Event summary combining transcript, slides, and related documents.

Logotype for Finning International Inc

Q3 2025 earnings summary

27 Apr, 2026

Executive summary

  • Q3 2025 revenue rose 14% year-over-year to $2.8 billion, with growth across all regions and business lines, driven by strong mining and power systems demand.

  • Product support revenue increased 9% to $5.8 billion for the last 12 months, with new equipment sales up 12% to over $1.0 billion and used equipment sales surging 122%.

  • EBIT grew 25% to $240 million, with EBIT margin up to 8.5%; EPS from continuing operations was $1.17, up 33% year-over-year.

  • Free cash flow was a use of $56 million in Q3, mainly due to higher inventory to support increased activity.

  • Equipment backlog remained strong at $2.9 billion, up 26% year-over-year, supporting future activity and product support opportunities.

Financial highlights

  • Gross profit increased 6% to $616 million, but gross margin declined to 21.7% due to lower product support margins and a higher mix of used equipment.

  • SG&A margin improved to 13.4%, down 290 bps year-over-year, reflecting cost control and restructuring benefits.

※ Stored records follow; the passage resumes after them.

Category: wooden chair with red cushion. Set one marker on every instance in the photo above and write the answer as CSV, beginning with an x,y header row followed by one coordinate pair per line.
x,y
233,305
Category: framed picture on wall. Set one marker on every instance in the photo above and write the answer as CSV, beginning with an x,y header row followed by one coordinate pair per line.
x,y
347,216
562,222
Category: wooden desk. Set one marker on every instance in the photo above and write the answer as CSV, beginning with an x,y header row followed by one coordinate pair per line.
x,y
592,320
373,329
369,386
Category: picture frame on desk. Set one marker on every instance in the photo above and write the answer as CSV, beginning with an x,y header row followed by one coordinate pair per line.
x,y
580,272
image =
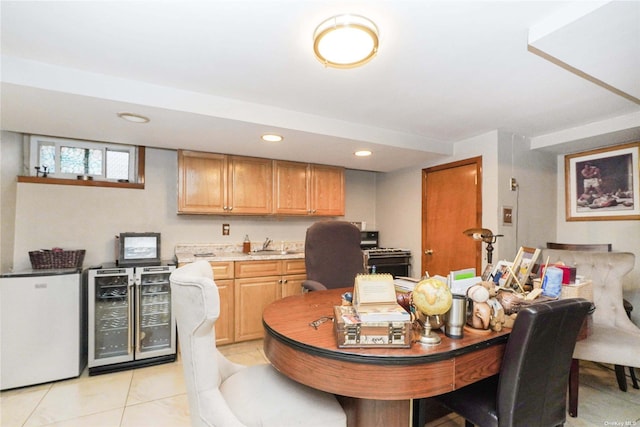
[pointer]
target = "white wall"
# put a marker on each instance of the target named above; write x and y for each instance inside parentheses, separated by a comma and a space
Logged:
(623, 235)
(75, 217)
(10, 167)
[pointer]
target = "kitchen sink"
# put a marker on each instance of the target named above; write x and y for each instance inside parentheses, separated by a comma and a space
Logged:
(274, 252)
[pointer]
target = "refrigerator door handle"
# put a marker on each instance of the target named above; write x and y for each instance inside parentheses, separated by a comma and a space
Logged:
(138, 317)
(131, 316)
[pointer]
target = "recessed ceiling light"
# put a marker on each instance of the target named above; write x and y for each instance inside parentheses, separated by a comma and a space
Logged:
(345, 41)
(272, 137)
(135, 118)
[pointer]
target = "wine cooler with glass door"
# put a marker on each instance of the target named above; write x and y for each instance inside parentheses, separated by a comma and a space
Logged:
(131, 323)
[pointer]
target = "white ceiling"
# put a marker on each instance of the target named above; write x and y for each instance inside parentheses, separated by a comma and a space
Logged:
(215, 75)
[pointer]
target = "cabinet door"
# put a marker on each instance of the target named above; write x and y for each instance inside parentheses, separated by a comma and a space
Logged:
(293, 266)
(327, 190)
(258, 268)
(250, 185)
(222, 270)
(292, 284)
(225, 323)
(252, 295)
(201, 182)
(291, 188)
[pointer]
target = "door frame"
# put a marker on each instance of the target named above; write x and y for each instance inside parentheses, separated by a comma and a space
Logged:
(477, 161)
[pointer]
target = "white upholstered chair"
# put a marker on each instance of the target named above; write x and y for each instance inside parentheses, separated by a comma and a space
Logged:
(615, 339)
(224, 394)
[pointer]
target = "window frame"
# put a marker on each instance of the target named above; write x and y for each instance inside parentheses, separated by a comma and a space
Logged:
(136, 163)
(36, 141)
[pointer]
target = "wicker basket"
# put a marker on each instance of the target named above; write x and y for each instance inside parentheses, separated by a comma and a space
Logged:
(47, 258)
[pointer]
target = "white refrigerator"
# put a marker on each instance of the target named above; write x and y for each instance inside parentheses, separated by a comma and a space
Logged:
(43, 327)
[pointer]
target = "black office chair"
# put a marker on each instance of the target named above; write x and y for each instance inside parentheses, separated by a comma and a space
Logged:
(531, 388)
(332, 255)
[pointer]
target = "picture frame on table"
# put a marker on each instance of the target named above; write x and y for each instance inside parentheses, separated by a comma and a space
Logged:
(500, 274)
(603, 184)
(523, 265)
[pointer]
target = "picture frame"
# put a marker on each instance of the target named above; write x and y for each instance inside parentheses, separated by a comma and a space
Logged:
(523, 264)
(603, 184)
(500, 274)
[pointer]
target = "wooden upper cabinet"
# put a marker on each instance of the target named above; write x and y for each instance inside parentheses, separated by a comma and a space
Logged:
(250, 184)
(202, 182)
(307, 189)
(291, 188)
(327, 190)
(219, 184)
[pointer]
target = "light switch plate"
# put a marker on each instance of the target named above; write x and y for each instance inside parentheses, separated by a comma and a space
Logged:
(507, 215)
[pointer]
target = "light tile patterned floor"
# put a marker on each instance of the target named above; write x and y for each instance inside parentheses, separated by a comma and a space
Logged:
(156, 397)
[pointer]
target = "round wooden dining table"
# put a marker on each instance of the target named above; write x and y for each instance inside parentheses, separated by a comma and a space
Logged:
(374, 385)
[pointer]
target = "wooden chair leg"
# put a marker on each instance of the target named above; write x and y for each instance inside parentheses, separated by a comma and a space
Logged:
(622, 380)
(574, 381)
(634, 379)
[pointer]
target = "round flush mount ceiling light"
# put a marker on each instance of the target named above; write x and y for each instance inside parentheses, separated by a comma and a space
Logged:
(345, 41)
(135, 118)
(272, 137)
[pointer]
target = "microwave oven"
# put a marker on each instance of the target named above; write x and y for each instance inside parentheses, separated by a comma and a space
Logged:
(369, 239)
(137, 249)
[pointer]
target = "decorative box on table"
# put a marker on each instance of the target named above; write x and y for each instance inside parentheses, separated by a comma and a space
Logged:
(583, 289)
(351, 332)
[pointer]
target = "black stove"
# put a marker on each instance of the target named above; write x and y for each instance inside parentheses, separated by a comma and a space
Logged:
(387, 252)
(394, 261)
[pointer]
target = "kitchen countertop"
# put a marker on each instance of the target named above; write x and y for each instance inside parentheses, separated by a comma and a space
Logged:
(186, 253)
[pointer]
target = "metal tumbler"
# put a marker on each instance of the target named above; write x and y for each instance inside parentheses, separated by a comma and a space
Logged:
(456, 317)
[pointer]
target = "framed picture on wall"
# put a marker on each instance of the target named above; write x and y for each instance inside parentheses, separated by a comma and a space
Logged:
(603, 184)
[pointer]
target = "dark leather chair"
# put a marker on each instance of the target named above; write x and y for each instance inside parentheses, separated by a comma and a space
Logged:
(332, 255)
(531, 388)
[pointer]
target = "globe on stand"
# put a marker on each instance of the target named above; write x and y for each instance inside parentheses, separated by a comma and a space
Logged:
(431, 297)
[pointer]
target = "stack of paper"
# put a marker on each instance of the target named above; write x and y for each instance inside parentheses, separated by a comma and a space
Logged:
(374, 299)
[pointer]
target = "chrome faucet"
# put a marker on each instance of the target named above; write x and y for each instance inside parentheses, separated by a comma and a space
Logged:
(266, 244)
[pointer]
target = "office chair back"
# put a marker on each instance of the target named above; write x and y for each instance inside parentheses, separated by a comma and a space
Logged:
(533, 378)
(333, 256)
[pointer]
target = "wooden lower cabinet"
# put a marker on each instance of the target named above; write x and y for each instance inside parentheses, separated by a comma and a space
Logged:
(225, 330)
(258, 284)
(246, 288)
(252, 296)
(223, 274)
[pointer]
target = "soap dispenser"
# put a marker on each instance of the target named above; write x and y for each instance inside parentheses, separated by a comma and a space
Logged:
(246, 245)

  • Net income from continuing operations was $154 million, up 60% year-over-year.

  • Finance costs decreased to $32 million from $41 million in Q3 2024, reflecting lower debt and interest rates.

  • Invested capital turnover was 2.31 times; adjusted ROIC reached 19.3%; net debt to adjusted EBITDA at 1.7x.

Outlook and guidance

  • Sustained optimism for long-term growth in oil and gas, mining, and power systems, with a constructive medium-term outlook.

  • Power systems backlog and construction backlogs in Canada and the U.K. are up significantly, supporting future growth.

  • Q4 2025 expected to be an inflection point for free cash flow, with strong seasonal cash generation anticipated.

  • South America outlook is positive, supported by copper demand and project activity, but labor market tightness persists.

  • UK & Ireland expect soft construction demand but stable product support and growing power systems contributions.